U.S. and Canadian stock indexes opened lower, as traders monitored the latest developments out of Cyprus and absorbed a series of U.S. economic reports.
In early trading, the S&P/TSX composite index was down 44 points, or 0.3 per cent, at 12,782; the S&P 500 was down 7 points, or 0.4 per cent, at 1,552; and the Dow Jones industrial average was down 56 points, or 0.3 per cent, at 14,451.
Markets had little reaction to a batch of U.S. economic data this morning. U.S. initial jobless claims rose last week by 2,000 to 336,000 - but below the 340, 000 new claims that economists were bracing for. The U.S. flash manufacturing purchasing managers' index rose to 54.9 in March from 54.3 in February - not a bad reading but a touch below the 55 number economists had predicted.

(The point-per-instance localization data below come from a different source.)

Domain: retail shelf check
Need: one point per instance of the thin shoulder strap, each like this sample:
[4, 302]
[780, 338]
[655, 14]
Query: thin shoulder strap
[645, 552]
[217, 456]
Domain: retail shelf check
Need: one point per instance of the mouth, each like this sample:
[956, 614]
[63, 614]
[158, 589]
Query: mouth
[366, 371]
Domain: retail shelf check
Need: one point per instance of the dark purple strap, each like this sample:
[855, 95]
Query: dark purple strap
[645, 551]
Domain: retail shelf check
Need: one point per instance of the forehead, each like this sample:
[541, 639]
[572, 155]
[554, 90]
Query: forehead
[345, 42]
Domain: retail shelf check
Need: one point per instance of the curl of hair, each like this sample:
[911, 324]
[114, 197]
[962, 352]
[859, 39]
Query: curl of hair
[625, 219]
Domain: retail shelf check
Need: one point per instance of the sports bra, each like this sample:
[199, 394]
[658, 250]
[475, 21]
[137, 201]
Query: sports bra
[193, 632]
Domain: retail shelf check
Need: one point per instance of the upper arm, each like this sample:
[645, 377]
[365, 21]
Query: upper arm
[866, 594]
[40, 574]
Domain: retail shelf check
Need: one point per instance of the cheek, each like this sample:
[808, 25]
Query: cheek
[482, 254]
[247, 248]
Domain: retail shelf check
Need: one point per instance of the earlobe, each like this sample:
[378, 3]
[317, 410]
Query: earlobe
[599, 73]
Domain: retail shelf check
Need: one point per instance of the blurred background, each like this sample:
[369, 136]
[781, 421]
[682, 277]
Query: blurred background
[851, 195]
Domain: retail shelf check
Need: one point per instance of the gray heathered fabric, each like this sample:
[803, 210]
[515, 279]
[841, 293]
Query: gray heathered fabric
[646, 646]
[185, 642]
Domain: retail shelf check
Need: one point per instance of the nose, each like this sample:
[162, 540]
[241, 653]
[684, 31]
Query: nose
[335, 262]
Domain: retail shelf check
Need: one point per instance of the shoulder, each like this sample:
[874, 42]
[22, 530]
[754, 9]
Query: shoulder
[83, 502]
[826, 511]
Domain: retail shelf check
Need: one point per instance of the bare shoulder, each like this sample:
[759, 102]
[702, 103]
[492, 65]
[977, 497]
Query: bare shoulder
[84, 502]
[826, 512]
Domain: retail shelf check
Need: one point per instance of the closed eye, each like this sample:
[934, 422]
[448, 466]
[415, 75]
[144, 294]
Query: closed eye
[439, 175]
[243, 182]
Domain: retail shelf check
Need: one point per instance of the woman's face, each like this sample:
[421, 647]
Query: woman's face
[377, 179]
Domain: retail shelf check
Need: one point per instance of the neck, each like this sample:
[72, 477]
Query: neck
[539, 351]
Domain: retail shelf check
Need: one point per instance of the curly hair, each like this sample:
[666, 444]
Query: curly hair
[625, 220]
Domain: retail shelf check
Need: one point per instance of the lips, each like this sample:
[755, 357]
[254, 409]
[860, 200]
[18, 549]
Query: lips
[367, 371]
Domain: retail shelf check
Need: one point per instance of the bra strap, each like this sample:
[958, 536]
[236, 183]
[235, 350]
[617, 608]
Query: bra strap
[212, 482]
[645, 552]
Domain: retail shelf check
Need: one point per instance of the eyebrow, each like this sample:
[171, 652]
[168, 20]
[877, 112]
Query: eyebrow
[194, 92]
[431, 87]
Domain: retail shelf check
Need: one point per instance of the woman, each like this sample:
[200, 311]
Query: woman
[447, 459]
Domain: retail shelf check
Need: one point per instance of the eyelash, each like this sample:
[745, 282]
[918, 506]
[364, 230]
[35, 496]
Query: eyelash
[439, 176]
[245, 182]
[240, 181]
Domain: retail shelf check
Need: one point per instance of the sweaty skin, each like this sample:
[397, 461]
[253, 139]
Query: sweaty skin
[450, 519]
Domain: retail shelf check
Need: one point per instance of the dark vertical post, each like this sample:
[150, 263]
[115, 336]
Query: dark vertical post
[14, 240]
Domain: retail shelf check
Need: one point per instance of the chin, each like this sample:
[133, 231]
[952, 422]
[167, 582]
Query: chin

U.S. existing home sales rose 0.8 per cent in February from January, which is up 10.2 per cent from a year ago. That was its highest level in more than three years, but the fresh number was largely expected. The Philadelphia Fed March business conditions index, meanwhile, rose 2.0 per cent this month, a much better reading than the negative 12.5 in February.
The European Central Bank today set a Monday deadline for Cyprus to agree to a bailout plan. If it fails to do so, funding could be cut off to the country's cash-strapped banks, resulting in a financial meltdown that would create further economic upheaval in the euro zone.
The Cyprus government on Tuesday voted against a levy on bank deposits that was part of an earlier bailout plan. Cyprus's president is now working on a new plan to obtain the European bailout, and there are reports Cyprus politicians have agreed to set up an investment fund to do so.
Fresh data out of Europe overnight weren't lifting any spirits. The Markit preliminary composite purchasing-managers' index for the euro zone dropped to 46.5 in March from 47.9 in February (A level below 50 indicates a contraction in activity). Many had expected March's number to be higher than February; instead, the latest report suggests the downturn may be intensifying.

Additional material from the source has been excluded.